Tomb Raider Lara Croft is Back. But Is She Worth the Hype?

The bazillionth episode in the tomb-raiding life of Lara Croft hit Tuesday. Most of the previous episodes have not been good. Many came with flaws that rendered them nearly unplayable in spots. Unlike most of the previous, and especially the most recent, installments, reviews for the 2013 installment have not been mixed. Lara is scoring about a 9.25 across the board on video game-review sites. But is this hype fanboys falling in love with a game babe, or a reflection of a strong game that may just bring a storied but troubled franchise back from the dead?


I spent about an hour with the new Tomb Raider, so while I don’t yet have a comprehensive view of the game’s full story arc, I do have some strong first impressions.


Tomb Raider 2013 is an origins story, picking Lara up on an expedition to find a lost civilization off the coast of Japan. A nineteen year old on her first adventure, Lara isn’t yet the boss chick who greeted the gaming world in 1996. She’s young but determined, and convinced that if the expedition changes course, it will find the lost civilization they’re looking for. Changing course also risks entering the Dragon’s Triangle, an allegedly dangerous region of the Pacific similar to the Bermuda Triangle off Florida.

Things go about as you’d expect when a game amps up a threat — the expedition suffers a shipwreck and Lara finds herself stranded and alone. A knock on the head later, and she’s in a creepy, gory cave filled with bones and hanging corpses. It’s environments like this, and Lara’s tendency to lean on a couple of swears when she reacts to threats, that earn the game its M rating. No longer a cartoon, Tomb Raider is a cinematic beast.

The younger Lara is vulnerable. She picks up knocks and wounds. She scavenges and improves weapons as she goes. She gets hungry and has to hunt, which turns this Tomb Raider into more of an open world than any previous episode. She learns skills and, based on the dialogue, learns to overcome her fears. She thinks.


This Lara develops as the story goes, and is far more interesting and more realistically rendered than in any previous episode. She also eats meat, so she is more Duck Dynasty than Morrissey.

The story of Tomb Raider works extremely well, at least in the early going of the game that I’ve played.

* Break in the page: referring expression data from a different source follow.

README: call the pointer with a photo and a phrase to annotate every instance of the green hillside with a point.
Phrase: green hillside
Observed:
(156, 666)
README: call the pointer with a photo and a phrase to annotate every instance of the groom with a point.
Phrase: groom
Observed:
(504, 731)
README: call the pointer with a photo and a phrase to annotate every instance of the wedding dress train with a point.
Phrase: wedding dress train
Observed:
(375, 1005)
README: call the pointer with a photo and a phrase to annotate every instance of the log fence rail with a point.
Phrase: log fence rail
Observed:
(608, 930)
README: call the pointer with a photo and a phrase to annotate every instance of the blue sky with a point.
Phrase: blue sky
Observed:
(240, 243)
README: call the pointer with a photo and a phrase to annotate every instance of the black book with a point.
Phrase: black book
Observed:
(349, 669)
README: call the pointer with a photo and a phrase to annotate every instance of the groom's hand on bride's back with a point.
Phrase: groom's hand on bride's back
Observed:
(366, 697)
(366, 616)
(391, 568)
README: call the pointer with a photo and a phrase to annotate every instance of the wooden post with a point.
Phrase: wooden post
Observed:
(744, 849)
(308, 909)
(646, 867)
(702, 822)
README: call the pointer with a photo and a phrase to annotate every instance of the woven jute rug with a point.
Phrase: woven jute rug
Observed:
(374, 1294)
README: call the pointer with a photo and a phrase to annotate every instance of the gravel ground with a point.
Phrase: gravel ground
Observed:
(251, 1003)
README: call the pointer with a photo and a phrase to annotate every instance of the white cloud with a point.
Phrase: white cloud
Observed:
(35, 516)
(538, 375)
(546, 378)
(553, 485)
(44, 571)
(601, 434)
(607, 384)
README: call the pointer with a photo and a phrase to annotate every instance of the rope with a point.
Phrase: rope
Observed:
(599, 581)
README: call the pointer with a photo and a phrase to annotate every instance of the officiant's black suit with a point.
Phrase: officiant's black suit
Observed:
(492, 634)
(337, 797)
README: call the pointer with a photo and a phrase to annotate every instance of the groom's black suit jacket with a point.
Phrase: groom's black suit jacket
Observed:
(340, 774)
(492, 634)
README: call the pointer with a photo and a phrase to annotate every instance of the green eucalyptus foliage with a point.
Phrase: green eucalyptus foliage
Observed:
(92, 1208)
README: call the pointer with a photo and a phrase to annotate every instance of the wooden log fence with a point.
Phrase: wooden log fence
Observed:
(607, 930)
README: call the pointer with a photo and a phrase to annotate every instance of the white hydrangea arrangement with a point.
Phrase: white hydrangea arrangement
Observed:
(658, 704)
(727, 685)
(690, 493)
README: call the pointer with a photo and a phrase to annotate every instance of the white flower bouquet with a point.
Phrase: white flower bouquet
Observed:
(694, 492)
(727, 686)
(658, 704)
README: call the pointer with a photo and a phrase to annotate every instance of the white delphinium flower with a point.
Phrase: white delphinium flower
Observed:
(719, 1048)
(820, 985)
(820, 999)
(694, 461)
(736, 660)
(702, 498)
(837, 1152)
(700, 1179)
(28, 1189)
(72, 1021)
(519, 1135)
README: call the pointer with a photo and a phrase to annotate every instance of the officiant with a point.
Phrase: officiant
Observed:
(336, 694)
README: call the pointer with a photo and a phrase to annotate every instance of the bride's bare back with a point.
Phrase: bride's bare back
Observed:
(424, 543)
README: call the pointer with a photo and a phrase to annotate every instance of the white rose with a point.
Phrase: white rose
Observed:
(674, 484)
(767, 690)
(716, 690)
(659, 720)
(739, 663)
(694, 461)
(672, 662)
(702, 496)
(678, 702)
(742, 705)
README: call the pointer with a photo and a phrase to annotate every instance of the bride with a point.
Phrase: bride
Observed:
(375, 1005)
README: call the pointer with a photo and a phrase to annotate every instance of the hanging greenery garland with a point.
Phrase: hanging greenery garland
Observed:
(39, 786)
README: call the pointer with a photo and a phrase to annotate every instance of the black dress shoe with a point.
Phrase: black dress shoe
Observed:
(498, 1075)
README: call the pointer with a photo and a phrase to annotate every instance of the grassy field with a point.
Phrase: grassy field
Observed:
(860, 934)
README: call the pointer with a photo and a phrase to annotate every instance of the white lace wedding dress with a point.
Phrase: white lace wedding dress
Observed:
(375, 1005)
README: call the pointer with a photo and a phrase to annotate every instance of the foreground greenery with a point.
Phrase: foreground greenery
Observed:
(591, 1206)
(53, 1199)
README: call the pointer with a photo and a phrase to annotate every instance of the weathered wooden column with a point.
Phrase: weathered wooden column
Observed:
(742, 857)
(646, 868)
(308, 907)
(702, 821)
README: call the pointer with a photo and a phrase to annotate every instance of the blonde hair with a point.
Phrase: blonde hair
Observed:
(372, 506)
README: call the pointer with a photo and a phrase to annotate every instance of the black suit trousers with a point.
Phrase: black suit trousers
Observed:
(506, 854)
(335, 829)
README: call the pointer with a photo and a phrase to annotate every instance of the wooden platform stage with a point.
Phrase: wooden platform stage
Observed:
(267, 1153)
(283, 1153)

Tomb Raider 2013 may be the best-looking game ever produced. It’s certainly in the same league with Crysis 3 and Dead Space 3. The island of Yamatai, where the action takes place, is Skyrim on steroids — not quite as large as that world (so far, at least) but much more lushly and realistically realized. It feels like a real place. Trees sway in breezes, fires and torches cast realistic shadows in which you can hide from enemies, and deer, rabbits and wolves inhabit the tropical forests, providing food for the adventurer and the occasional threat. Shadows can make you jump. The voice acting is also strong, from Lara down to the thugs and islanders she encounters.

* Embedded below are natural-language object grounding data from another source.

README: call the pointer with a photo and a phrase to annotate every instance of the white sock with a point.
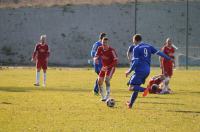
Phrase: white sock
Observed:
(44, 78)
(101, 92)
(37, 77)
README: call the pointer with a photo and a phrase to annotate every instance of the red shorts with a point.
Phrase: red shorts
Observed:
(41, 64)
(167, 69)
(109, 72)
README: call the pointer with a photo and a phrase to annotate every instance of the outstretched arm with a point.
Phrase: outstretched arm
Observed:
(133, 66)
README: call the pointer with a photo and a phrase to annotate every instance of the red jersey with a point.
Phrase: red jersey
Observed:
(109, 57)
(168, 51)
(41, 51)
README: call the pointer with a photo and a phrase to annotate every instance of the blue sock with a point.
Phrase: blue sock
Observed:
(133, 98)
(96, 89)
(138, 88)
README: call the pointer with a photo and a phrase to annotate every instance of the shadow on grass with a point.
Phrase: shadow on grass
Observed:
(187, 92)
(161, 103)
(185, 111)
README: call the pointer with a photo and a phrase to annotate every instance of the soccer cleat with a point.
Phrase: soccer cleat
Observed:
(128, 105)
(36, 84)
(146, 91)
(104, 99)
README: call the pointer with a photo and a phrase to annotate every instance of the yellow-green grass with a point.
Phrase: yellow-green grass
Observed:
(68, 104)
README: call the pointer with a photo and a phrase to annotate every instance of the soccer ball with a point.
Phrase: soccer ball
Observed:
(110, 102)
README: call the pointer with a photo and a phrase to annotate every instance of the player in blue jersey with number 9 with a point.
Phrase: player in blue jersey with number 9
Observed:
(141, 66)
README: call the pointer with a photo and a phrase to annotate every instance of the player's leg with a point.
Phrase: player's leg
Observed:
(109, 75)
(38, 66)
(167, 72)
(44, 67)
(135, 82)
(100, 83)
(96, 88)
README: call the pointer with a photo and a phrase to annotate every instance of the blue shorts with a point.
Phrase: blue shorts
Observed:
(138, 78)
(97, 68)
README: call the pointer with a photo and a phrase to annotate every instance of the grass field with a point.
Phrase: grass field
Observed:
(68, 104)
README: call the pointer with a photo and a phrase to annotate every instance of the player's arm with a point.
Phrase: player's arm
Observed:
(34, 53)
(134, 62)
(128, 53)
(93, 51)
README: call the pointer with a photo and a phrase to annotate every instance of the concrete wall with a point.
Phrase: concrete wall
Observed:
(71, 30)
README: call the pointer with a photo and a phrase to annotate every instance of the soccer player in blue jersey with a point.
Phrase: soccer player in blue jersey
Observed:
(129, 52)
(141, 66)
(97, 66)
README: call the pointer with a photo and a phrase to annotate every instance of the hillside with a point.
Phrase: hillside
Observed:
(48, 3)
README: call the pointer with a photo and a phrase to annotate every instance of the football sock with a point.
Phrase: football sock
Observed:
(37, 77)
(133, 98)
(108, 91)
(138, 88)
(96, 87)
(44, 78)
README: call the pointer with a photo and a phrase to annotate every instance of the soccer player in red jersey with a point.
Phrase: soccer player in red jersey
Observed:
(40, 56)
(109, 62)
(167, 65)
(154, 83)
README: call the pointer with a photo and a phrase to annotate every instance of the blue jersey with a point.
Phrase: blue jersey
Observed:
(130, 49)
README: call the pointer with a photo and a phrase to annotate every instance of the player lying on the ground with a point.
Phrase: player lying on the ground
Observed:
(40, 56)
(155, 85)
(109, 62)
(141, 66)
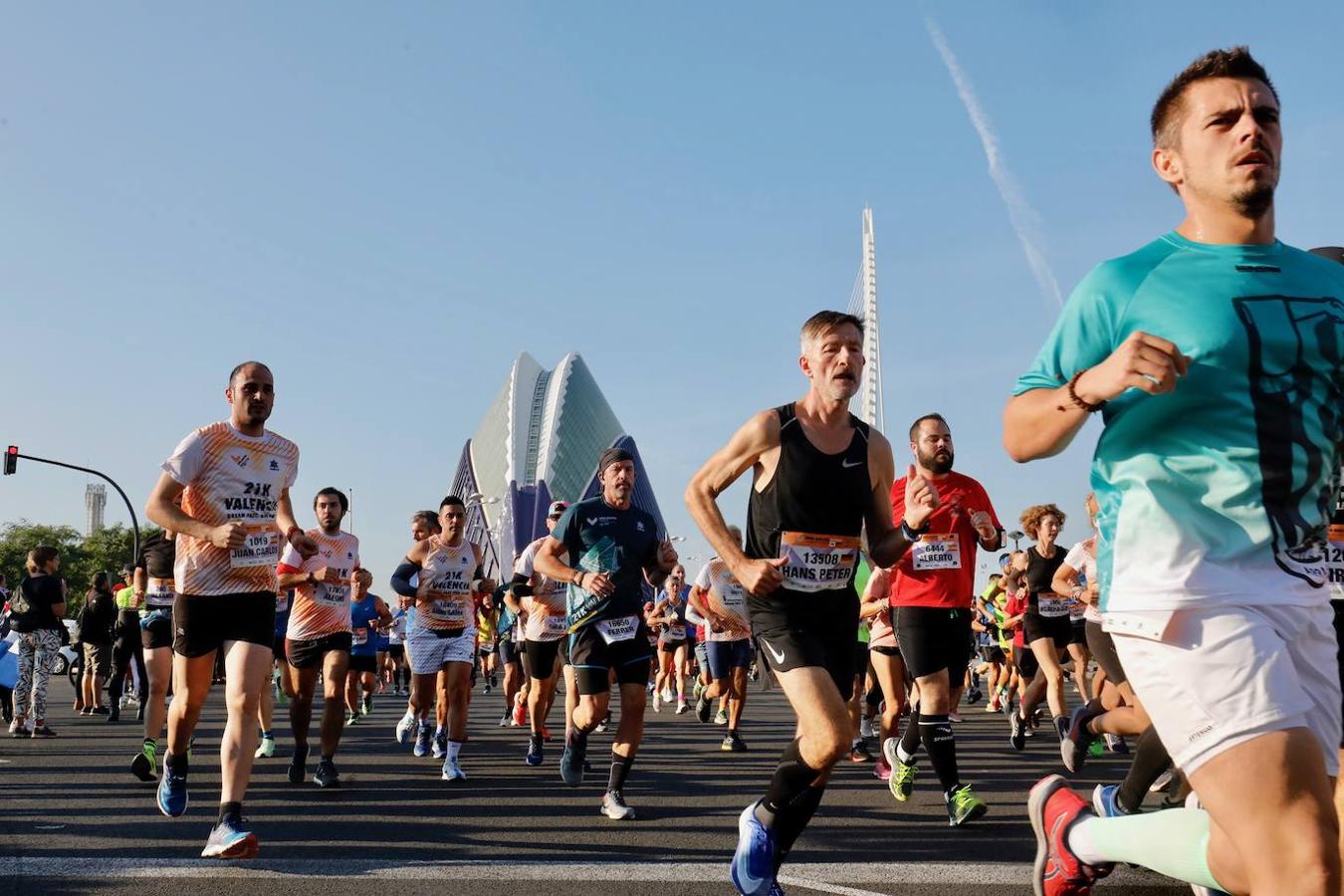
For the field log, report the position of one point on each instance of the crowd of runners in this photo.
(1193, 629)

You can’t write a Tomb Raider review without commenting on how Lara looks, as her proportions have always been a big part of the franchise. In previous incarnations she has always been top heavy almost to the point of being comical, and showed off her curves in hot pants and swim suits. This younger Lara looks like she could be a real, and gorgeous, person. Well, gorgeous underneath all the blood, bruises, and muck. She’s more dressed for the part in this installment too, wearing cargo pants instead of hot pants. All of the revisions done to the character work very well. She’s still the same Lara Croft, but no longer a caricature.

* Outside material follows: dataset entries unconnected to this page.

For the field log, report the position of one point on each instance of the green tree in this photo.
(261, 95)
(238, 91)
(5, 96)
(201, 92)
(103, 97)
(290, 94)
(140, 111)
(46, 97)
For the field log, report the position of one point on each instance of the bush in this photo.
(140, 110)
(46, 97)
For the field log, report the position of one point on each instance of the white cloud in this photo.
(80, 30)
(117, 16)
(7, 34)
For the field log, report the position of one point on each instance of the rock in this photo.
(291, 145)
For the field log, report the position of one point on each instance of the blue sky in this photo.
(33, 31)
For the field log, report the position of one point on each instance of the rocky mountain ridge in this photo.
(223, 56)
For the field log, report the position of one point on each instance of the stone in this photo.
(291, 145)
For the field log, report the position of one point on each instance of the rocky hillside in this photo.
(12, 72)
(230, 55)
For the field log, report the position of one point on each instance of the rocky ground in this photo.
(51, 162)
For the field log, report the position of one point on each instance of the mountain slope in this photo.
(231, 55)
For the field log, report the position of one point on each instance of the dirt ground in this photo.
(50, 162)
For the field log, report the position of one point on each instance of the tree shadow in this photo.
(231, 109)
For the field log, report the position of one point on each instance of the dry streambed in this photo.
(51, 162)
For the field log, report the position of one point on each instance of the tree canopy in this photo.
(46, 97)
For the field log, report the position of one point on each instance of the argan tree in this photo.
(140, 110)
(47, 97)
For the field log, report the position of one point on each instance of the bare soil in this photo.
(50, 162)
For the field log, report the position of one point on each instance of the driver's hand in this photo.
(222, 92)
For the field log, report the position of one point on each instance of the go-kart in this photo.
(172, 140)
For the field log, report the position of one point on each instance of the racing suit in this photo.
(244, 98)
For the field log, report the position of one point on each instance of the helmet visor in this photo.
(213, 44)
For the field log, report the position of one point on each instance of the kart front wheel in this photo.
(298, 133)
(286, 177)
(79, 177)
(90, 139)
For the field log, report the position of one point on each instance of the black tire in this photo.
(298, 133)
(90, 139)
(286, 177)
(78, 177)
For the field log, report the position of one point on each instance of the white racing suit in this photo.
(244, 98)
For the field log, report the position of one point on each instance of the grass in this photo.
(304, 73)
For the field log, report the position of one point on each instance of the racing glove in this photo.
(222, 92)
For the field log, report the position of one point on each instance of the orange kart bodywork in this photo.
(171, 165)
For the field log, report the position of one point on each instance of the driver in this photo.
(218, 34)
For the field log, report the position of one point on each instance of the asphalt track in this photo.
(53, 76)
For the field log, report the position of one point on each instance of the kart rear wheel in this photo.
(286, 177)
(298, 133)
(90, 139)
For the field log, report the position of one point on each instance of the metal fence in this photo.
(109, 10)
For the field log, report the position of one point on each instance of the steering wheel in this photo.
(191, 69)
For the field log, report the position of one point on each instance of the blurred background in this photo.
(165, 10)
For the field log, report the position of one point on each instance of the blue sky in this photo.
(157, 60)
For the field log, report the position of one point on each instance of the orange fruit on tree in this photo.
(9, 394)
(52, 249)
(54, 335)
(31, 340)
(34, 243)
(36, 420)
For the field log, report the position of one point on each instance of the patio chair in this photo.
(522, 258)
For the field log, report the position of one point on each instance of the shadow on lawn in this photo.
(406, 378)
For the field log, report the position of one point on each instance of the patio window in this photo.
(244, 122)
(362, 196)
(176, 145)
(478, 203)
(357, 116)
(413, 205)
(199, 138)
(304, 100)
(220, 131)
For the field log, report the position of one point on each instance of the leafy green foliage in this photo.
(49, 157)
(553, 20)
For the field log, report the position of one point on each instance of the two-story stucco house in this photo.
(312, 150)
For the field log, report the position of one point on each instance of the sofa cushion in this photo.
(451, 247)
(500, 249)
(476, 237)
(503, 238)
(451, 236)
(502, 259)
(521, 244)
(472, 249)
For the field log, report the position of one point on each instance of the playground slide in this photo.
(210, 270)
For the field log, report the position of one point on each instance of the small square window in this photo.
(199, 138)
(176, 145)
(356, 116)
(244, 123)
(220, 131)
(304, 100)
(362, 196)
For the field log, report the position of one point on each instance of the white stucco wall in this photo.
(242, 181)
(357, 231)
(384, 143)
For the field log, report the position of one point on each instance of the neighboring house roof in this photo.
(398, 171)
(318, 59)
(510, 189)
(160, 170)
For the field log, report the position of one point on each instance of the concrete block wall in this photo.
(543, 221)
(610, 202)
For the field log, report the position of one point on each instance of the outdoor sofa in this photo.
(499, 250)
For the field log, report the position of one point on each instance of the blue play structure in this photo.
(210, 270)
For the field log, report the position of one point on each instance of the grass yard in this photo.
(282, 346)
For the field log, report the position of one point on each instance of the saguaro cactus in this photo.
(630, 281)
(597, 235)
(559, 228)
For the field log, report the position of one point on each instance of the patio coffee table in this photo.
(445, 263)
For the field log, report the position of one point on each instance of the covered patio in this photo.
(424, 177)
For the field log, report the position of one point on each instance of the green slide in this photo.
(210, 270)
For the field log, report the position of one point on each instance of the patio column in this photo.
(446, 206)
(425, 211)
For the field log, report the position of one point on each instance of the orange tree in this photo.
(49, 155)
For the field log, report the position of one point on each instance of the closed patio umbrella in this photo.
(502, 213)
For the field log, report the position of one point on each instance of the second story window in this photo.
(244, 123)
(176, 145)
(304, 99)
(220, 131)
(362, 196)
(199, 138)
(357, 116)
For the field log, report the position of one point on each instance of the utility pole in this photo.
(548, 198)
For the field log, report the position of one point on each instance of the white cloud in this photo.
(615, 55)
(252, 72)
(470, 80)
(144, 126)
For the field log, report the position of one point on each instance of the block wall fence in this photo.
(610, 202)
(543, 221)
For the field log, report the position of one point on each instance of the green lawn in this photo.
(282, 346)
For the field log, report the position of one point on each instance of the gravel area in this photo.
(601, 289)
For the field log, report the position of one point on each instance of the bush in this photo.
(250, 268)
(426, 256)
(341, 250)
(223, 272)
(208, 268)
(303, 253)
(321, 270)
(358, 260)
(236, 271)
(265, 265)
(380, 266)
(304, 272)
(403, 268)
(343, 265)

From 1996 to 2013, Lara Croft has gone from this:

To this.

Lara Croft grows up by getting younger. Wouldn’t it be nice if we could all do that?


The game’s mechanics don’t throw you any curves or surprises. Switching between the hunting bow and pistol is a pop on the D-pad. The game clues you when you need to light your torch to set something on fire, which Lara does a lot. Jumping, climbing, ducking, and running all become intuitive. This game avoids the annoying habit in previous games, forcing players to get a jump so precise that you can spend an hour or more just getting one move right, in favor of smaller puzzles you’ll run across more frequently. Tomb raids seem to happen tangential to the main survival story, but supplement the story with discovered artifacts and documents.

Tomb Raider includes a true multiplayer mode for the first time in the franchise’s history. Players can become one of the game’s many characters and character types and gun for each other in sprawling jungle arenas. I only spent a few minutes with it, and it strikes me as the game’s only weakness. It just didn’t leave a strong positive impression. You have unlockable characters and weapons, you can customize your loadout, and the maps look great. Multiplayer’s overall impression, though, was decidedly meh. It may get better, or worse, with more play. I just haven’t spent much time with it at all.



Tomb Raider’s 2013 edition finally gets the franchise back on track. Gameplay is great, the visuals are beyond impressive, and the story works to push the young Lara toward becoming the tomb raider gamers have enjoyed since 1996. This is easily the best Tomb Raider yet, and deserves the hype. I give Tomb Raider 4.5 out of 5 stars.